ABUELO.—Llévame a mí si quieres. Llévate mis ganados, mis cosechas, todo lo que tengo. Pero no dejes vacía mi casa otra vez, como cuando te llevaste a Angélica.
PEREGRINA
(Tratando de recordar)
.—Angélica… ¿Quién es esa Angélica de la que todos habláis?
ABUELO.—¿Y eres tú quien lo pregunta? ¿Tú que nos la robaste?
PEREGRINA.—¿Yo?
ABUELO.—¿No recuerdas una noche de diciembre, en el remanso… hace cuatro años?
(Mostrándole un medallón que saca del pecho)
. Mírala aquí. Todavía llevaba en los oídos las canciones de boda, y el gusto del primer amor entre los labios. ¿Qué has hecho de ella?
PEREGRINA
(Contemplando el medallón)
.—Hermosa muchacha… ¿Era la esposa de Martín?
ABUELO.—Tres días lo fue. ¿No lo sabes? ¿Por qué finges no recordarla ahora?
PEREGRINA.—Yo no miento, abuelo. Te digo que no la conozco. ¡No la he visto nunca!
(Le devuelve el medallón)
.
ABUELO
(La mira sin atreverse a creer)
.—¿No la has visto?
PEREGRINA.—Nunca.
ABUELO.—Pero, entonces… ¿Dónde está?
(Tomándola de los brazos con profunda emoción)
. ¡Habla!
PEREGRINA.—¿La buscasteis en el río?
ABUELO.—Y todo el pueblo con nosotros. Pero sólo encontramos el pañuelo que llevaba en los hombros.
PEREGRINA.—¿La buscó Martín también?
ABUELO.—Él no. Se encerraba en su cuarto apretando los puños.
(La mira, inquieto de pronto)
¿Por qué lo preguntas?
PEREGRINA.—No sé… Hay aquí algo oscuro que a los dos nos importa averiguar.
ABUELO.—Si no lo sabes tú, ¿quién puede saberlo?
PEREGRINA.—El que más cerca estuviera de ella.
ABUELO.—¿Quién?
PEREGRINA.—Quizás el mismo Martín…
ABUELO.—No es posible. ¿Por qué había de engañarnos?…
PEREGRINA.—Ése es el secreto.
(Rápida, bajando la voz)
. Silencio, abuelo. Él baja. Déjame sola.
ABUELO.—¿Qué es lo que te propones?
PEREGRINA
(Imperativa)
.—¡Saber! Déjame.
(Sale el Abuelo por la izquierda. La Peregrina llega al umbral del fondo, y llama en voz alta)
. ¡Adela!…
(Después, antes que Martín aparezca, se desliza furtivamente por primera derecha. Martín baja. Llega Adela)
.
MARTÍN Y ADELA
ADELA.—¿Me llamabas?
MARTÍN.—Yo no.
ADELA.—Qué extraño. Me pareció oír una voz.
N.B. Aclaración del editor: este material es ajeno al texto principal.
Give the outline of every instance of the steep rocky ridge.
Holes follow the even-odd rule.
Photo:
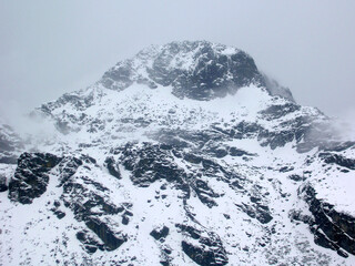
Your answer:
[[[0,264],[355,262],[354,142],[239,49],[151,47],[32,115],[58,134],[0,164]]]

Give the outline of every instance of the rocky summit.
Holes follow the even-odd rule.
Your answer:
[[[0,125],[0,265],[355,265],[355,140],[247,53],[150,47]]]

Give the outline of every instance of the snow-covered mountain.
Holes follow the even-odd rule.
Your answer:
[[[150,47],[30,117],[2,265],[355,265],[354,140],[241,50]]]

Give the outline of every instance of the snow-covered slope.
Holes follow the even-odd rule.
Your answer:
[[[355,264],[355,142],[243,51],[151,47],[31,116],[2,265]]]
MARTÍN.—En tu busca iba. Tengo algo que decirte.
ADELA.—Muy importante ha de ser para que me busques. Hasta ahora siempre has huido de mí.
MARTÍN.—No soy hombre de muchas palabras. Y lo que tengo que decirte esta noche cabe en una sola. Adiós.
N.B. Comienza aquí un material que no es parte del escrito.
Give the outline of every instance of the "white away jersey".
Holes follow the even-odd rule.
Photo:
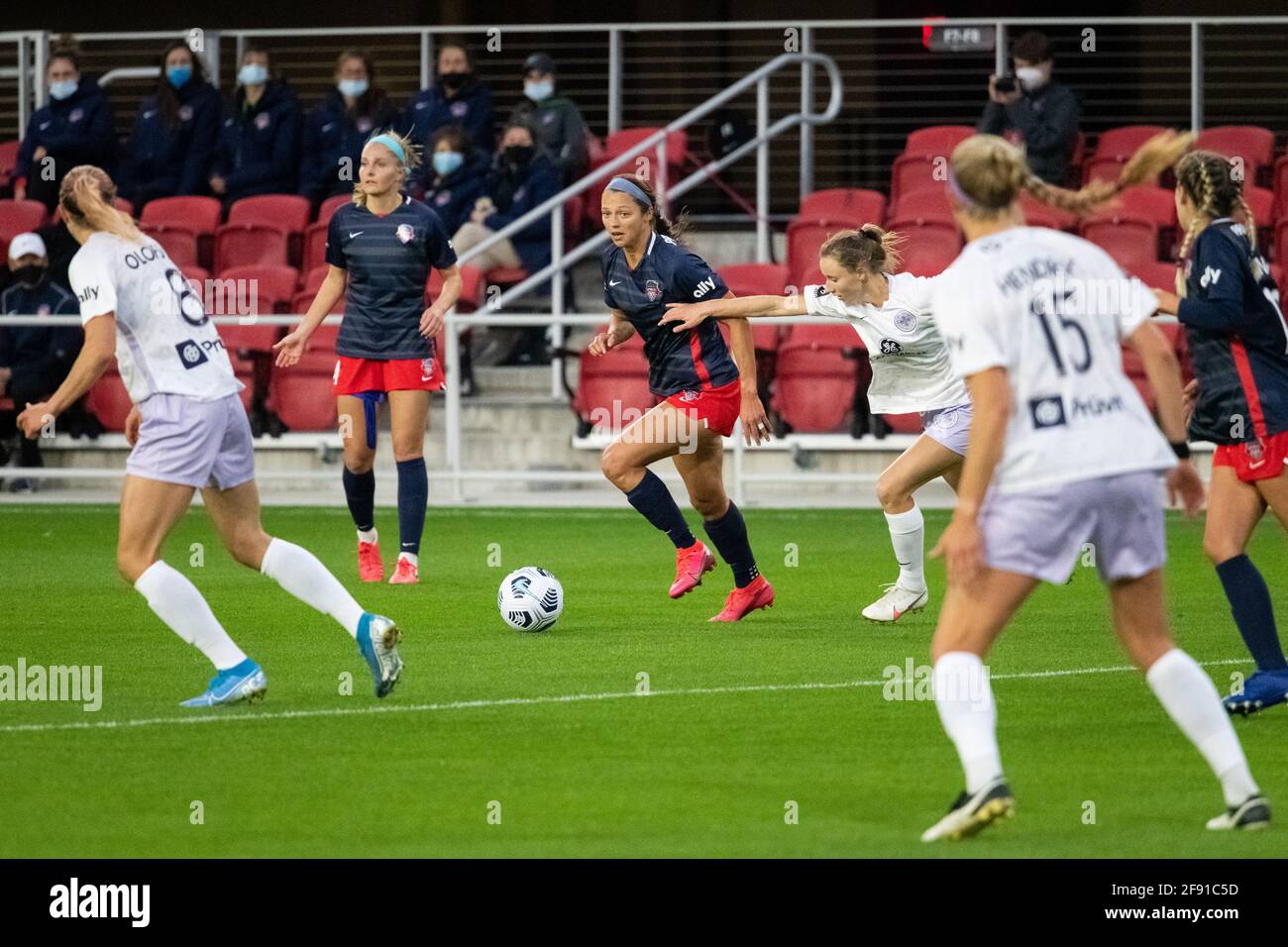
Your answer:
[[[966,385],[953,372],[935,326],[935,278],[895,273],[885,305],[846,305],[822,286],[805,287],[810,316],[845,320],[863,339],[872,361],[868,405],[873,414],[902,415],[965,405]]]
[[[68,277],[81,325],[116,313],[116,363],[135,405],[162,392],[216,401],[241,390],[200,296],[151,237],[94,233]]]
[[[1154,312],[1154,295],[1104,250],[1045,227],[1012,227],[967,244],[935,280],[934,296],[961,376],[1006,368],[999,491],[1176,464],[1122,368],[1121,340]]]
ADELA.—¿Adiós?… ¿Sales de viaje?
MARTÍN.—Mañana, con los arrieros, a Castilla.
ADELA.—¡Tan lejos! ¿Lo saben los otros?
MARTÍN.—Todavía no. Tenía que decírtelo a ti la primera.
ADELA.—Tú sabrás por qué. ¿Vas a estar fuera mucho tiempo?
MARTÍN.—El que haga falta. No depende de mí.
ADELA.—No te entiendo. Un viaje largo no se decide así de repente y a escondidas, como una fuga. ¿Qué tienes que hacer en Castilla?